Got to get back — back to the past… Samurai Flash

Esta semana, com o derradeiro regresso de The Flash, fomos levados a uma perfeita excursão que começou na escuridão e no desespero, vendo os heróis caídos de um futuro eminente, mas que terminou com a mais alegre das faíscas de uma esperança imbatível. Apesar de uns solavancos ao longo do episódio, a série deixa-nos excitados e curiosos com o que aí vem e com as gigantescas revelações e batalhas finais.

Seja em The Flash ou em Legends of Tomorrow, as viagens ao futuro raramente são agradáveis. Que péssimo presságio ver sempre o futuro em miséria, deixa-nos mesmo a pensar: de que vale toda a luta e esforço que se está a ter no presente? Para além disso, uma coisa é vermos que a nossa versão de outra Terra é maligna (ok, não é fixe, mas não somos propriamente nós), ou revisitarmos um período baixo do nosso passado (deprimente, mas melhores dias virão), mas a nossa versão do futuro ser um emo gótico das trevas… é razão mais do que suficiente para pedir a reforma antecipada.

Ninguém da Team Flash está propriamente bem (tirando HR, esse quase que ganhava uma entrada no Playbook do Barney Stinson), mas o que aconteceu a Cisco e a Wally é mesmo de partir o coração. Iris foi morta, Caitlin desapareceu por completo só deixando Killer Frost, que ainda por cima está presa e com Julian a fazer de guarda; Cisco perdeu as suas mãos e poderes na luta com a melhor amiga; Wally está paralisado de corpo e mente, Joe abandonado e Barry é um eremita que após ter derrotado Savitar não vê mais sentido na vida. Até a própria cidade de Central City está em ruínas e existe crime por todo o lado (a ARGUS tirou umas férias?).

Apesar de custar ainda não ser desta que sabemos a identidade de Savitar, o episódio destacou-se porque foi realmente surpreendente e inovador. Não tivemos tudo a correr mal como na maioria das viagens temporais de Barry, mas também não tivemos as respostas simples e imediatas que levaram Flash a 2024. Carlos Valdes esteve genial com a resiliente versão futura de Cisco e Grant Gustin também conseguiu balancear agradavelmente as duas versões de Flash. HR mostrou que é um escritor de sucesso e quebrando a 4.ª barreira é também um sucesso como realizador. Sim, porque na realização deste episódio esteve o único e incomparável Tom Cavanagh.

Top e Mirror Master encaixaram-se bastante bem como vilões da semana. Têm uma boa dinâmica como duo e os seus poderes a funcionar em conjunto, principalmente com os efeitos especiais, estiveram de louvar.

Que tal o fato do Flash de 2024? Melhor ou pior que o de 2017? Eu achei bem porreiro!

Estamos no sprint final e daqui a um mês tudo estará terminado. Será que Iris irá sobreviver? Irá a revelação de Savitar abalar-nos tanto quanto ao Wally de 2024? Aguenta, coração!

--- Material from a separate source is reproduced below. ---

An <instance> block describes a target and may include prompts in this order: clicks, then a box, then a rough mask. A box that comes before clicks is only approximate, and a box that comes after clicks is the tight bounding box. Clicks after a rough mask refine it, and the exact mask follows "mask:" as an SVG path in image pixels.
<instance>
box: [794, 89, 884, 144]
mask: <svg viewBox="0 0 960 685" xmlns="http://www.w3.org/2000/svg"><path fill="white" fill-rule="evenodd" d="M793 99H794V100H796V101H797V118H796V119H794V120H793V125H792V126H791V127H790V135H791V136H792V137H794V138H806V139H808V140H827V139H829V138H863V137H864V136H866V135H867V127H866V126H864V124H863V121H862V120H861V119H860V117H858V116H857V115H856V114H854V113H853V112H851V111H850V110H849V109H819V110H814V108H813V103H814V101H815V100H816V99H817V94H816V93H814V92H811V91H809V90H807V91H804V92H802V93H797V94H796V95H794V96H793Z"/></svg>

Não sei se vos pareceu o mesmo, mas a personagem a sair de Savitar parecia mesmo Ronnie! No entanto, isto é de certeza uma maneira de os produtores nos despistarem. Eu continuo a apostar numa versão de Barry Allen.

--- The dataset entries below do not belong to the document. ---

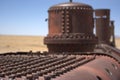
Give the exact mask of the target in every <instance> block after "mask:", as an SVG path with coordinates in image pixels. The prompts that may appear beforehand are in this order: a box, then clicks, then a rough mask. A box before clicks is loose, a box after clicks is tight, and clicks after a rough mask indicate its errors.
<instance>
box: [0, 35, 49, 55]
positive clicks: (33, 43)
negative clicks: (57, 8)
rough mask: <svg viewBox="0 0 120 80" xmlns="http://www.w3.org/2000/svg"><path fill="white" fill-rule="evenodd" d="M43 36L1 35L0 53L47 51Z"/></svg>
mask: <svg viewBox="0 0 120 80" xmlns="http://www.w3.org/2000/svg"><path fill="white" fill-rule="evenodd" d="M43 39H44V37H43V36H9V35H0V53H4V52H17V51H30V50H32V51H33V52H36V51H47V48H46V46H45V45H44V44H43Z"/></svg>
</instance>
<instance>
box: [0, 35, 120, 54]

O próximo episódio, “I Know Who You Are”, é imperdível! Não só poderemos ver o novo fato de Killer Frost e quem sabe teremos a esperada batalha de Killer Frost vs. Vibe, mas acima de tudo parece que após meses de mistério a identidade de Savitar vai ser revelada!!! Quem anda a par das notícias já se começou a preparar, mas quem não anda é melhor arranjar uma cadeira. É que se és daqueles que não gostaste do final da 6.ª temporada de The Walking Dead então não te esperam boas notócias. Segundo informações dos produtores, esta temporada irá terminar com um grande cliffhanger. No entanto, também não é nada a que os fãs de The Flash não estejam habituados, desde o final da 1.ª temporada com um buraco negro prestes a engolir Central City e com Barry a criar o Flashpoint ainda na season passada. Até lá, boas corridas!